Looking for MySQL dumps to install databases locally? See our
web installation instructions
for full details.
Each directory on
ftp.ensembl.org contains a
README file,
explaining the directory structure.
[[SCRIPT::EnsEMBL::Web::Document::HTML::FTPtable]]
To facilitate storage and download all databases are
GNU
Zip (gzip, *.gz) compressed.
About the data
The following types of data dumps are available on the FTP site.
- FASTA
- FASTA sequence databases of Ensembl gene, transcript and protein
model predictions. Since the
FASTA format does not permit sequence annotation,
these database files are mainly intended for use with local sequence
similarity search algorithms. Each directory has a README file with a
detailed description of the header line format and the file naming
conventions.
- DNA
- Masked
and unmasked genome sequences associated with the assembly (contigs,
chromosomes etc.).
- The header line in an FASTA dump files containing DNA sequence
consists of the following attributes :
coord_system:version:name:start:end:strand
This coordinate-system string is used in the Ensembl API to retrieve
slices with the SliceAdaptor.
- cDNA
- cDNA sequences for Ensembl or ab
initio predicted
genes.
- Peptides
- Protein sequences for Ensembl or ab
initio predicted
genes.
- RNA
- Non-coding RNA gene preditions.
- Flatfile
- Flat files allow more extensive sequence annotation by means of
feature tables and contain thus the genome sequence as annotated by
the automated Ensembl
genome
annotation pipeline. Each nucleotide sequence record in a flat
file represents a 1Mb slice of the genome sequence. Flat files are
broken into chunks of 1000 sequence records for easier downloading.
- EMBL
- Ensembl database dumps in EMBL nucleotide
sequence database format
- GenBank
- Ensembl database dumps
in GenBank nucleotide sequence
database format
- MySQL
- All Ensembl MySQL databases are available in text format as are
the SQL table definition files. These can be imported into to any SQL
database for a local
installation of a mirror
site. Generally, the FTP directory tree contains one one directory per
database. For more information about these databases and their
Application Programming Interfaces (or APIs) see the
API section.
- GTF
- Gene sets for each species. These files include annotations of
both coding and non-coding genes. This file format is
described here.
- EMF flatfile dumps (variation and comparative data)
-
Alignments of resequencing data are available for several species as
Ensembl Multi Format (EMF) flatfile dumps. The accompanying README
file describes the file format.
Also, the same format is used to dump whole-genome multiple alignments
as well as gene-based multiple alignments and phylogentic trees used
to infer Ensembl orthologues and paralogues. These files are available
in the ensembl_compara database which will be found in
the mysql
directory.
- BED format files (comparative data)
-
Constrained elements calculated using GERP are available in BED
format. For more information see the accompanying README file.
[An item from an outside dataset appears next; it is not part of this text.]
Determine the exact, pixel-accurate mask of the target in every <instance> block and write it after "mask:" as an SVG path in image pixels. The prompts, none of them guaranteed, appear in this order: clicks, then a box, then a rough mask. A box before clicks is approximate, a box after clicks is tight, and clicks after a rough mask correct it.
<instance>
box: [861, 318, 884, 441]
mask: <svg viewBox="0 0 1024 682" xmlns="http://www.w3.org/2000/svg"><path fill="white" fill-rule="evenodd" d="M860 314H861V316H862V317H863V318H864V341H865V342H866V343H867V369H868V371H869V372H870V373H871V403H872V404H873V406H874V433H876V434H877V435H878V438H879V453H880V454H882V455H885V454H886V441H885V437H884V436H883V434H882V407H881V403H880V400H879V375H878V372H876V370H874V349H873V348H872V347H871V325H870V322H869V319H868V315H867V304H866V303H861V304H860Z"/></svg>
BED format is a simple line-based format. The first 3 mandatory columns
are:
- chromosome name (may start with 'chr' for compliance with UCSC)
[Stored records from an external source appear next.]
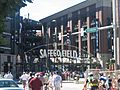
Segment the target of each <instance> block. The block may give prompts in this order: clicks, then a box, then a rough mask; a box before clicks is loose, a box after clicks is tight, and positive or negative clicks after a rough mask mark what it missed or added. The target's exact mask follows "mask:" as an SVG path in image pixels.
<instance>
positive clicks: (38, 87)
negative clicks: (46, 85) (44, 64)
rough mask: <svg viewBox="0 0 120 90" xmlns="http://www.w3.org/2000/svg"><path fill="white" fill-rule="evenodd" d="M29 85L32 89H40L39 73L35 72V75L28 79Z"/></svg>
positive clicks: (30, 87)
mask: <svg viewBox="0 0 120 90" xmlns="http://www.w3.org/2000/svg"><path fill="white" fill-rule="evenodd" d="M29 85H30V88H31V89H32V90H42V86H43V84H42V81H41V80H40V74H39V73H36V74H35V77H34V78H33V79H32V80H30V83H29Z"/></svg>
- start position. This is a 0-based position
- end position.
More information on the BED file format...
- Tarball
-
The entire Ensembl API is gzipped and concatenated into a single TAR file. This is updated daily.
- Miscellaneous scripts
-
The following example scripts for some common tasks can be used
with Ensembl APIs.
-
Assembly_mapper_1.0
Converts coordinates from one assembly version to another.
-
ID_mapper_1.0
Maps old Ensembl stable identifiers for genes, transcripts and
translations to their current versions.
-
Variant_effect_predictor
Predicts the positions and potential effects of sequence variations in
the context of transcripts and their translations.